Kelly Oxford:  I also want to send healing, and I want to honor the many women who bonded together on Twitter when Kelly Oxford posted a tweet about her first assault.  Millions of women contributed to the hashtag #notokay posting their own moments of assault.  They often had a difficult time picking one of many.  Here is a great example of a woman who spoke for the first time about the many times she has been assaulted.  I’m encouraged to read the many new authors tackling this subject.  However, it is overwhelming to see how many women have experienced this type of trauma.

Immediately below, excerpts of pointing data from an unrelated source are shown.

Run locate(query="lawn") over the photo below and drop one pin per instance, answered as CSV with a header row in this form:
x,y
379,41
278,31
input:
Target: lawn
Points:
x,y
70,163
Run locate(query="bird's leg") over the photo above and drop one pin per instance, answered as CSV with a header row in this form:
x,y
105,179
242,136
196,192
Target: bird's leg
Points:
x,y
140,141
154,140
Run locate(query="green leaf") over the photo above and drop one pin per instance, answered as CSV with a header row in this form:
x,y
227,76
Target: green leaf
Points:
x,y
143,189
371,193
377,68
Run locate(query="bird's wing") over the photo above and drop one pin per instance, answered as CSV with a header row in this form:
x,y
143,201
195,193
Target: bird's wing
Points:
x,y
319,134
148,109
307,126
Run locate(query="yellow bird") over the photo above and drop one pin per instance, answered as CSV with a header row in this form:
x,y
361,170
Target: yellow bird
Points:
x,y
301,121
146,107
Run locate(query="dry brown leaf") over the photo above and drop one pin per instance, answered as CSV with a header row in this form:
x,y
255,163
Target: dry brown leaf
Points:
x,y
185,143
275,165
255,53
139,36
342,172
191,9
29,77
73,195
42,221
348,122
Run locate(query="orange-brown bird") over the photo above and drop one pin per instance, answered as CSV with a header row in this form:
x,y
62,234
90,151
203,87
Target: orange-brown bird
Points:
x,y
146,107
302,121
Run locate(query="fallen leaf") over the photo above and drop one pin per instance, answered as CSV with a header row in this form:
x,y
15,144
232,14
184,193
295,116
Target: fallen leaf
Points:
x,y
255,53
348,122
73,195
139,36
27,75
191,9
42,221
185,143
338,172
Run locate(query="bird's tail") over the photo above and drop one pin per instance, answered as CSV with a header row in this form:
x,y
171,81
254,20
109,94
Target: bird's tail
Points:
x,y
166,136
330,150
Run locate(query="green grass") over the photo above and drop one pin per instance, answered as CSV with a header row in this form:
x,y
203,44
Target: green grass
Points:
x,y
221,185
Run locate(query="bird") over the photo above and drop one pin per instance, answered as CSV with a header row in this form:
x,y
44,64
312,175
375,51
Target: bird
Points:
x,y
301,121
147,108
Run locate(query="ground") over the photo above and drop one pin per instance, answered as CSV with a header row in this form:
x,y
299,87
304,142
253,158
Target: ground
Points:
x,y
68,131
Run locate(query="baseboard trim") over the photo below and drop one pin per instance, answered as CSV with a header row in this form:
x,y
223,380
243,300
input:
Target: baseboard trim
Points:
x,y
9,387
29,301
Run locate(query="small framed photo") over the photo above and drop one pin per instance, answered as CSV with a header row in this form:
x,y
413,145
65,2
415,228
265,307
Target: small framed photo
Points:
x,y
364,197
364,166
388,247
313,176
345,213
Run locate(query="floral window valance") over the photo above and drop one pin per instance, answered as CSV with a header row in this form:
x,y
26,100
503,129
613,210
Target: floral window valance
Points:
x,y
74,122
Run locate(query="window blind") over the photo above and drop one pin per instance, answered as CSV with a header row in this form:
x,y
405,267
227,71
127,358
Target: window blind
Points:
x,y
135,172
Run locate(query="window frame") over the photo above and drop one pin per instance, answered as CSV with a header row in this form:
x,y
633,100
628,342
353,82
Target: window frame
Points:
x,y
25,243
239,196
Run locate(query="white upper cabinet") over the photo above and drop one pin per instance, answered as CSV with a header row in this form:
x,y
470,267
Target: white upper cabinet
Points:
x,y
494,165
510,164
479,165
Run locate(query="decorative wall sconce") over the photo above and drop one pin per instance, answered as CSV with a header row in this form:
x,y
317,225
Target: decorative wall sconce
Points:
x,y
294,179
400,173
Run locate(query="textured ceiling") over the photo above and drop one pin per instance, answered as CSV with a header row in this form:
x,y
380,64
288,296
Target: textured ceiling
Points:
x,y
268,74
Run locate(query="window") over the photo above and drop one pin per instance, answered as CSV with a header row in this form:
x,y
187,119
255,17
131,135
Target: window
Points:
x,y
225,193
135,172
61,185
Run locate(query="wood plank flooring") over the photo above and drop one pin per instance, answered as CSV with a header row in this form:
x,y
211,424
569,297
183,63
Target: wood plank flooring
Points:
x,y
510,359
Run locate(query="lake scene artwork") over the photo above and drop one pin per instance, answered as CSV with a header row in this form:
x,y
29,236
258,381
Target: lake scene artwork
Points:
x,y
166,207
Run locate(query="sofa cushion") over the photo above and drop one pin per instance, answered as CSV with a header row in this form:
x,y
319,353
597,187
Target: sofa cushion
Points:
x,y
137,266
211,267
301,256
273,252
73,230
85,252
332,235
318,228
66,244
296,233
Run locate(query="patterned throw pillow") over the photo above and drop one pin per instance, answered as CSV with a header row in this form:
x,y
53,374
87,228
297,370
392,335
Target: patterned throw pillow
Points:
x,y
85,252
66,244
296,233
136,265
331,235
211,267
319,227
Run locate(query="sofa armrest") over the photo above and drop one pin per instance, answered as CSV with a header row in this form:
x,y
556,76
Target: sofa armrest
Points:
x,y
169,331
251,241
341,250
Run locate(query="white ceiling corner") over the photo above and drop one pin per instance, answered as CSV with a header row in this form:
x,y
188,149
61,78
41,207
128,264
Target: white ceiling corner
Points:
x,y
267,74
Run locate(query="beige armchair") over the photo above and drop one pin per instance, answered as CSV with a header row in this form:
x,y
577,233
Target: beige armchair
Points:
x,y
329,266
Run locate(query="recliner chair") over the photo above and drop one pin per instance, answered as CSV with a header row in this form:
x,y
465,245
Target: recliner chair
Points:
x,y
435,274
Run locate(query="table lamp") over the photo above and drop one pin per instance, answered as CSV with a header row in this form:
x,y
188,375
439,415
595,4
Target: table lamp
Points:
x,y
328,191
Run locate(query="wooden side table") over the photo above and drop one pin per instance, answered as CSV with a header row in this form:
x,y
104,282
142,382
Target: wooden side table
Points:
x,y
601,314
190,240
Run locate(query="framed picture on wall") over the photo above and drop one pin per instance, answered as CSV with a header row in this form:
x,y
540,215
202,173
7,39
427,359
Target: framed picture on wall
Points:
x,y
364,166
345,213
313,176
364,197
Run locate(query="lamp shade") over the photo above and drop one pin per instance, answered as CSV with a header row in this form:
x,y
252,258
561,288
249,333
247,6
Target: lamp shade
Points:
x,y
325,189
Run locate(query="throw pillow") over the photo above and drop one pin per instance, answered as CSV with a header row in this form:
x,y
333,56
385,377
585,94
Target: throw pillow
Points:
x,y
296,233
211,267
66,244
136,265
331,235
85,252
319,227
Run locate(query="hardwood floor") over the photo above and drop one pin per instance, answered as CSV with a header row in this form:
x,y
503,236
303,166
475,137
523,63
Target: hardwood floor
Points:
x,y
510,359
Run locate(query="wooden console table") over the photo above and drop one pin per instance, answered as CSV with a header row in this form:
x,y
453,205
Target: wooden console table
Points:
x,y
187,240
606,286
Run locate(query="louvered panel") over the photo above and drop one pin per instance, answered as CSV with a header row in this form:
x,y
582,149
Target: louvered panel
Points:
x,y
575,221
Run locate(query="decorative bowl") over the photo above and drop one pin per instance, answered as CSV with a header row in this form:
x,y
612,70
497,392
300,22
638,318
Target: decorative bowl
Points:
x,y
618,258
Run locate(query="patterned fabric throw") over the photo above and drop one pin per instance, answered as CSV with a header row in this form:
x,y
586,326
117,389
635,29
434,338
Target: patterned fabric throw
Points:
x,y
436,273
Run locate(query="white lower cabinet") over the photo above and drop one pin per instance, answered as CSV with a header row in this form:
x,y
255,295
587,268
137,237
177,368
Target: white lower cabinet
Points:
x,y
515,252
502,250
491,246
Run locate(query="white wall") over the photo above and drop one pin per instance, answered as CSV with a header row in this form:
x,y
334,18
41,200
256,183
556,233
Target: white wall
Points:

Divine Feminine and Divine Masculine:  For now, I need to focus on all that is beautiful in humanity.  The divine feminine and divine masculine can be a part of our lives and encourage us to make wiser choices.  We can all access both divine masculine and divine feminine aspects of ourselves whether we are male or female.  There are men who are divinely guided, protective of others, and kind.  There are women who are in their power, responsive, and loving.  To honor and access the divine feminine, we only need to appreciate our senses, to feel our feelings, and listen to our intuition, and we need a safe world to express the gifts of the divine feminine fully. My hope is that the world will grow more beautiful and safer because of the ugliness that has been exposed lately.

We need more awakened men who support the divine feminine and are able to be of service to awakened women.   An awakened man never uses strength and force to dominate and knows to listen for a clear yes or no when it comes to sex.  An awakened man knows these boundaries and other  boundaries.  He knows that hurting others has nothing to do with masculinity.  Supporting, encouraging, and protecting the birthing process of ideas, inventions, companies, and people are a few key qualities of the divine masculine.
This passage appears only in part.